Portabella mushrooms- remove stems (save for another dish)
Cream cheese (room temp)
Egg
Bread crumbs (reserve a little for topping)
Gator meat (ran through my mini-food processor to shred)
Hot sauce
Fresh jalapeños (chopped small)
Season if you want but if using seasoned breadcrumbs it’s not really necessary 
Mix everything and overstuff the mushrooms 
Sprinkle tops with breadcrumbs and fresh grated Parmesan 
Spray or brush tops with olive oil (optional)
Grill or smoke. 
delicious!


----------



## smokerjim (Jun 9, 2021)

never had gator but it sounds good.


----------



## GentlemanJerk (Jun 9, 2021)

Gator is pretty good, the couple times I had it in FL.  Your way would have been much better than the deep fried bits I had.  

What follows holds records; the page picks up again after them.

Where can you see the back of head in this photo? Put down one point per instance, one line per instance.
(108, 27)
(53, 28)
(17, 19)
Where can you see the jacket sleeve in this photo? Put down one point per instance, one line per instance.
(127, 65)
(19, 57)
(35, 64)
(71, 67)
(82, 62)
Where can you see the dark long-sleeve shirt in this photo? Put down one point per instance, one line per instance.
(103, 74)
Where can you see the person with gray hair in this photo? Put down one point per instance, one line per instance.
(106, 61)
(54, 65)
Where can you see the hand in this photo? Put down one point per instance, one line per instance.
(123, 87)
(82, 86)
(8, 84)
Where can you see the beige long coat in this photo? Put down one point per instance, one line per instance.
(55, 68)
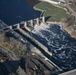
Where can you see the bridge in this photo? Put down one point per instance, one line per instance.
(27, 25)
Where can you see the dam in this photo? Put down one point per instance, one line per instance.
(28, 25)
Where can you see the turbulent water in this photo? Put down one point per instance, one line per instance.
(59, 42)
(15, 11)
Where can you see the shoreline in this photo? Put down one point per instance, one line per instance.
(68, 29)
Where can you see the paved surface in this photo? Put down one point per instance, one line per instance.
(12, 64)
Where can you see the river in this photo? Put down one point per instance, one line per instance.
(59, 42)
(15, 11)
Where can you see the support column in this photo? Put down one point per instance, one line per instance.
(18, 26)
(37, 21)
(43, 19)
(25, 24)
(10, 27)
(31, 23)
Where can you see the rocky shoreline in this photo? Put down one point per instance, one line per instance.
(69, 29)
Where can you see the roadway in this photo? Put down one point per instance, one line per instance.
(13, 63)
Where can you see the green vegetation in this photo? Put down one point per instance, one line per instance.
(56, 13)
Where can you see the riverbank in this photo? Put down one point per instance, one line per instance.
(42, 7)
(69, 29)
(55, 13)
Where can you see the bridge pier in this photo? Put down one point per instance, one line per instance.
(18, 26)
(10, 27)
(31, 23)
(26, 27)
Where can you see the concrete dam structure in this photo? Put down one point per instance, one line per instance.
(27, 25)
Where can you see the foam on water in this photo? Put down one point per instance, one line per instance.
(59, 42)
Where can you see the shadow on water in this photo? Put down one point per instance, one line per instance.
(47, 18)
(15, 11)
(8, 67)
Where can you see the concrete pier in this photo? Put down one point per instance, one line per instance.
(18, 26)
(31, 23)
(37, 21)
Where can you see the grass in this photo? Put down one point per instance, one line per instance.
(56, 13)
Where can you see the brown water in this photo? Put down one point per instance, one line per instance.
(15, 11)
(32, 2)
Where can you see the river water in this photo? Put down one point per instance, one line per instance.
(59, 42)
(15, 11)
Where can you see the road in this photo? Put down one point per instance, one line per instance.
(13, 63)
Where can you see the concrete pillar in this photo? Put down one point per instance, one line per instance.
(37, 21)
(18, 26)
(31, 23)
(43, 19)
(25, 24)
(10, 27)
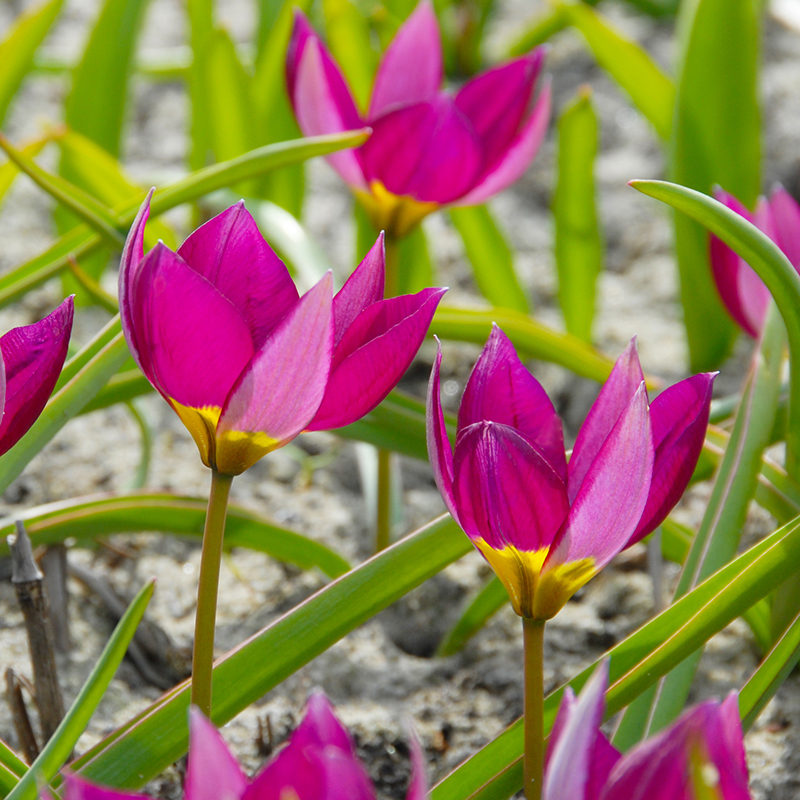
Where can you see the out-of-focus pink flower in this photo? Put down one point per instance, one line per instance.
(31, 358)
(427, 148)
(742, 291)
(319, 762)
(701, 755)
(219, 330)
(546, 527)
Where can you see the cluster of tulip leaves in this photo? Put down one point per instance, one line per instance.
(244, 142)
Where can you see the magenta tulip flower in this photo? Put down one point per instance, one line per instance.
(742, 291)
(427, 148)
(700, 756)
(31, 358)
(219, 330)
(544, 526)
(319, 762)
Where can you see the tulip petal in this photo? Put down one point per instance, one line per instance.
(196, 341)
(32, 357)
(614, 397)
(212, 772)
(786, 219)
(411, 69)
(363, 288)
(282, 387)
(230, 252)
(506, 492)
(129, 266)
(516, 159)
(495, 103)
(500, 389)
(570, 762)
(612, 497)
(426, 151)
(373, 355)
(679, 416)
(440, 452)
(321, 99)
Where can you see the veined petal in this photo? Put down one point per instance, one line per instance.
(679, 416)
(129, 266)
(426, 151)
(507, 494)
(517, 158)
(496, 101)
(321, 99)
(579, 758)
(614, 397)
(281, 389)
(373, 355)
(363, 288)
(197, 342)
(440, 452)
(605, 512)
(501, 389)
(411, 69)
(230, 252)
(212, 773)
(32, 357)
(786, 219)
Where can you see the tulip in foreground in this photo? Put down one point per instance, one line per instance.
(318, 763)
(699, 757)
(744, 294)
(428, 148)
(219, 330)
(31, 358)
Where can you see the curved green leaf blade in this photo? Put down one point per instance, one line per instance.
(62, 742)
(490, 256)
(87, 518)
(139, 750)
(578, 247)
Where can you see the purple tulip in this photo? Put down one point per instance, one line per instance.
(427, 148)
(31, 358)
(319, 762)
(219, 330)
(742, 291)
(701, 755)
(546, 527)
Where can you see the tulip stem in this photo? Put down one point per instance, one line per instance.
(207, 590)
(533, 647)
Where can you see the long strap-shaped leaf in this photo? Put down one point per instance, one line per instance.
(81, 241)
(61, 744)
(89, 517)
(636, 663)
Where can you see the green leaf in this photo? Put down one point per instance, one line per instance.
(531, 338)
(484, 605)
(62, 742)
(716, 141)
(82, 241)
(717, 539)
(771, 265)
(18, 47)
(491, 257)
(636, 73)
(62, 406)
(143, 747)
(139, 512)
(579, 250)
(637, 662)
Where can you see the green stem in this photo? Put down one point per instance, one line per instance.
(210, 560)
(533, 646)
(383, 523)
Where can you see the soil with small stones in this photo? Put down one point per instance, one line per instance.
(382, 674)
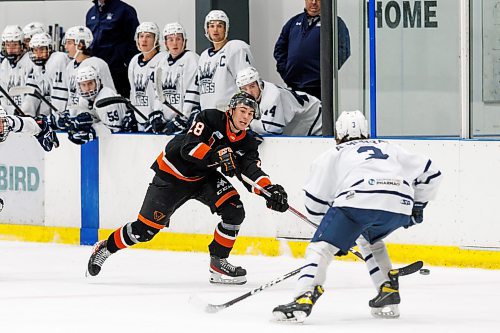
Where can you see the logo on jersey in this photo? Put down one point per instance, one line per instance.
(141, 82)
(158, 216)
(207, 86)
(170, 88)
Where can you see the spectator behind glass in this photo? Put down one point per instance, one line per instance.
(113, 24)
(297, 51)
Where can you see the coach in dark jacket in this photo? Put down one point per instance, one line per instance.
(297, 51)
(113, 24)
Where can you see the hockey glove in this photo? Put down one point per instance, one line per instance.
(129, 123)
(47, 137)
(225, 158)
(278, 200)
(417, 214)
(82, 122)
(82, 137)
(156, 123)
(176, 126)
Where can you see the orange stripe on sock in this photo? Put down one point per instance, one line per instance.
(150, 223)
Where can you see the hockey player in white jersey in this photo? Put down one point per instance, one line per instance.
(141, 71)
(30, 30)
(284, 111)
(47, 77)
(85, 126)
(179, 86)
(360, 188)
(38, 127)
(16, 66)
(77, 41)
(219, 64)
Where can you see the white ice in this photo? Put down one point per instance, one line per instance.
(43, 289)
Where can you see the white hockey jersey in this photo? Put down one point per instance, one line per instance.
(49, 81)
(217, 73)
(179, 85)
(369, 174)
(284, 111)
(70, 76)
(141, 76)
(14, 76)
(110, 116)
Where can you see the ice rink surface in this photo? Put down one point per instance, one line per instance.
(43, 289)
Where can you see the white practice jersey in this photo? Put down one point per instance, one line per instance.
(70, 76)
(284, 111)
(14, 76)
(369, 174)
(179, 86)
(110, 116)
(217, 73)
(141, 76)
(49, 81)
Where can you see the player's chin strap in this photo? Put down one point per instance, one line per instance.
(293, 210)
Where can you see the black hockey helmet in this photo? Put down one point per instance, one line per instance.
(245, 98)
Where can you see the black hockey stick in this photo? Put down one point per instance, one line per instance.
(119, 100)
(161, 97)
(213, 308)
(9, 98)
(293, 210)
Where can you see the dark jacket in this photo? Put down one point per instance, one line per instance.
(113, 28)
(297, 51)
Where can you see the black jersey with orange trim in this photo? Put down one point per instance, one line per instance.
(190, 157)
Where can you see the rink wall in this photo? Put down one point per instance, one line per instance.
(84, 193)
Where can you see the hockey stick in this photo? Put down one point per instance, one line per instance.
(117, 100)
(161, 97)
(293, 210)
(22, 90)
(9, 98)
(213, 308)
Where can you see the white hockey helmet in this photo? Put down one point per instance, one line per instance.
(216, 15)
(150, 27)
(12, 33)
(79, 34)
(351, 125)
(32, 29)
(88, 73)
(41, 40)
(4, 125)
(247, 76)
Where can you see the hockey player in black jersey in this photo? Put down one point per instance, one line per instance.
(187, 169)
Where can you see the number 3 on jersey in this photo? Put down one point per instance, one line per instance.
(197, 128)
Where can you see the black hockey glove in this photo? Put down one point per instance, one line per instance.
(176, 126)
(63, 121)
(82, 122)
(47, 137)
(129, 123)
(82, 137)
(156, 123)
(417, 214)
(278, 200)
(224, 157)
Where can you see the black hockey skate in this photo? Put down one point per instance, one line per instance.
(223, 272)
(300, 308)
(99, 255)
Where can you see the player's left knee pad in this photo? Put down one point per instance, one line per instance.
(139, 232)
(232, 213)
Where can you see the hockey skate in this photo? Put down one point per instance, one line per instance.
(385, 305)
(223, 272)
(300, 308)
(99, 255)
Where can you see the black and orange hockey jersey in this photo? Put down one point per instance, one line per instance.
(190, 157)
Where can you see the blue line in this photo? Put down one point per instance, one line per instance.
(89, 177)
(373, 69)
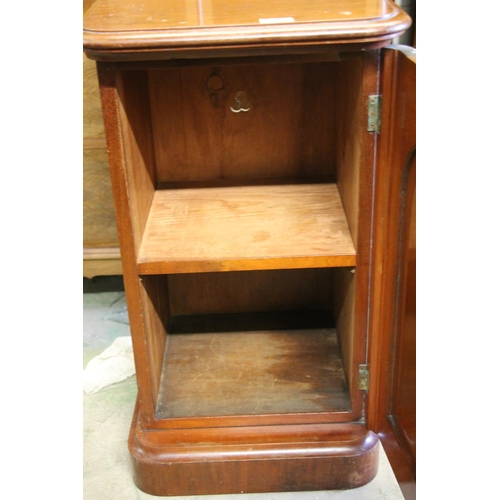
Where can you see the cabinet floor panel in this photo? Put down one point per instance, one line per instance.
(252, 373)
(246, 228)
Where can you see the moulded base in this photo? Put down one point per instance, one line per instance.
(258, 459)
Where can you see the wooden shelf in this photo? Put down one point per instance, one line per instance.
(251, 373)
(246, 228)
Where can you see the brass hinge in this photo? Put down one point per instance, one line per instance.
(363, 377)
(374, 110)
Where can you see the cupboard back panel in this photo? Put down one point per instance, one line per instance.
(240, 292)
(286, 132)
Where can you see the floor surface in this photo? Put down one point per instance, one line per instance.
(107, 473)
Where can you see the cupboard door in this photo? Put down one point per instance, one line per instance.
(392, 395)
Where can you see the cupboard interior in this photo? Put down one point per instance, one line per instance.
(230, 127)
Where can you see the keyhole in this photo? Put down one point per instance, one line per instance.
(240, 103)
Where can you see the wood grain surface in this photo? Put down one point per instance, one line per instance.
(246, 227)
(118, 28)
(262, 372)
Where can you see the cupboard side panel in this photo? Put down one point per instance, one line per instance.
(154, 295)
(141, 182)
(138, 147)
(130, 170)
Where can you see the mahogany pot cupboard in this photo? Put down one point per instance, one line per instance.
(262, 161)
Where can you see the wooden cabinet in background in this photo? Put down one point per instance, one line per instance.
(101, 252)
(265, 247)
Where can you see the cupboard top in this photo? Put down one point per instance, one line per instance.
(146, 29)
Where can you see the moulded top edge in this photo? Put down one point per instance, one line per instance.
(115, 25)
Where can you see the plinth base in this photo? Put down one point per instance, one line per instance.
(256, 459)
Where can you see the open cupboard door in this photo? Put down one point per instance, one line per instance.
(392, 353)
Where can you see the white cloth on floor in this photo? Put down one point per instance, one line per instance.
(114, 364)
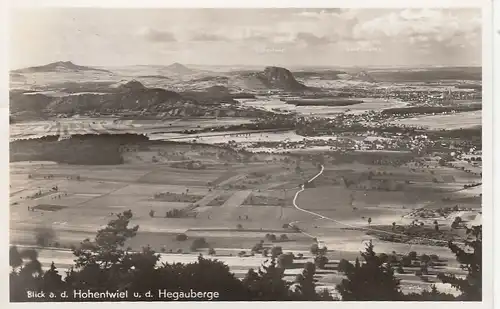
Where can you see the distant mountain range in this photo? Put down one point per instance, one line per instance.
(128, 97)
(59, 66)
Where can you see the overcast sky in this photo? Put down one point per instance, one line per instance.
(288, 37)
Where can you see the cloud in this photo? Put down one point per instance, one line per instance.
(420, 26)
(154, 35)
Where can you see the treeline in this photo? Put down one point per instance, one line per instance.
(102, 265)
(431, 109)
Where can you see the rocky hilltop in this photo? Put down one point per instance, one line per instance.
(59, 66)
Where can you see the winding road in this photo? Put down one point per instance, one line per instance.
(302, 188)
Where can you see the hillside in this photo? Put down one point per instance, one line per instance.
(127, 98)
(59, 66)
(180, 69)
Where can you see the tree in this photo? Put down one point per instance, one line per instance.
(424, 258)
(181, 237)
(456, 223)
(271, 237)
(412, 255)
(103, 265)
(44, 236)
(258, 247)
(314, 249)
(107, 248)
(285, 260)
(265, 252)
(470, 260)
(344, 266)
(306, 285)
(198, 243)
(320, 261)
(267, 283)
(370, 280)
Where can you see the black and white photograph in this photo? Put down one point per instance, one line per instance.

As a side question, do you do anything with the hide from the gators?


----------



## Wurstmeister (Jun 9, 2021)

Yofrankie said:


> It’s getting close to that time to apply for your gator quota hunt for us swamp folks :) Last year the hubby got a monster and I’ve been coming up with creative ways to cook it. These stuffed mushrooms were a big hit.
> The recipe can be altered to your liking, so I’m not going to list quantities.
> 
> Portabella mushrooms- remove stems (save for another dish)
> ...


Sounds delicious!   Thanks for the recipe. This will go great as an appetizer with my Chocolate Peanut Butter Stout, and  smoked bratwurst, sauerkraut and scalloped potato casserole! !
John


----------



## BGKYSmoker (Jun 9, 2021)

Like this

Gator meat is in most of the stores down here. Got em in the lake but i dont think they would like it if i off'ed one of em.


----------



## GonnaSmoke (Jun 9, 2021)

smokerjim said:


> never had gator but it sounds good.


Tastes like chicken.. We have a hunting season for them here in South Carolina, but I've never applied for a permit. The rules are kind of convoluted in my opinion...


----------



## smokerjim (Jun 9, 2021)

GonnaSmoke said:


> Tastes like chicken.. We have a hunting season for them here in South Carolina, but I've never applied for a permit. The rules are kind of convoluted in my opinion...


or does chicken taste like gator  , fortunately we don't need to worry about them up here,


----------



## BGKYSmoker (Jun 9, 2021)

taste like gator


----------



## jcam222 (Jun 9, 2021)

I have been tempted to order a whole gator to smoke this summer.


----------